RELENDO COUTO REYS

13 \13\UTC janeiro \13\UTC 2010 at 09:52 Deixe um comentário

A luta pela preservação na natureza, do planeta e da vida, se acirra. Fatos como secas e enchentes fora do padrão estimulam a briga contra os insensatos, os gananciosos e corruptos, que só pensam no aqui e agora e não se importam em destruir o mundo em troca de um lucro letal. Leis de proteção ambiental são desrespeitadas, margens dos rios, lagoas e encostas de morros, áreas de preservação permanente, são invadidas. De vez em quando a natureza se revolta e leva tudo de roldão, causando destruição de vidas e bens. É sua forra, sua vingança contra os predadores.

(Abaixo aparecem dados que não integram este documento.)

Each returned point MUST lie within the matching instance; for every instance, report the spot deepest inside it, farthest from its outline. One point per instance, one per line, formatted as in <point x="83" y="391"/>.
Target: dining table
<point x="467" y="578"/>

O homem quer consumir até a natureza, fonte da sua vida. Um dia não terá a quem vender as madeiras extraídas ilegalmente, os combustíveis fósseis que saturam o ar de carbono, as hidrelétricas enchendo os rios de algas e acabando com os peixes. O homem é um irresponsável suicida, que ignora os alertas, como as mudanças climáticas.

O homem, predador por natureza, mereceu do recém-falecido antropólogo francês Claude Lèvi-Strauss essa dura observação: “Meu único desejo é um pouco mais de respeito para o mundo, que começou sem o ser humano e vai terminar sem ele.”

Ao destruir irresponsavelmente o meio-ambiente, que lhe permitiu viver e se multiplicar, o ser humano vai acabar com a possibilidade de vida na terra, menos para as baratas e formigas. Infelizmente, o homem destrói tudo o que aprecia. A lagoa de Iquipari, até pouco tempo preservada, já começa a ser ocupada predatoriamente e o lagarto do rabo verde, que teme o ser humano, cauteloso se afasta um pouco mais.

O município de São João da Barra está mal colocado no ranking de proteção ambiental. Na barra do rio, a faixa de areia que vai de Atafona a Gargaú parece depósito de lixo. Meses atrás, num passeio pelo delta, vi imensa quantidade de garrafas e outros objetos de plástico na areia, até caixa de televisão e casco de tartarugas marinhas degoladas por redes de pesca. O Paraíba do Sul, com a extração clandestina de areia e despejo de tudo que ribeirinhos não querem, está se transformando em esgoto a céu aberto. As margens desmatadas foram ocupadas por pastos, que desbarrancam e assoreiam seu leito.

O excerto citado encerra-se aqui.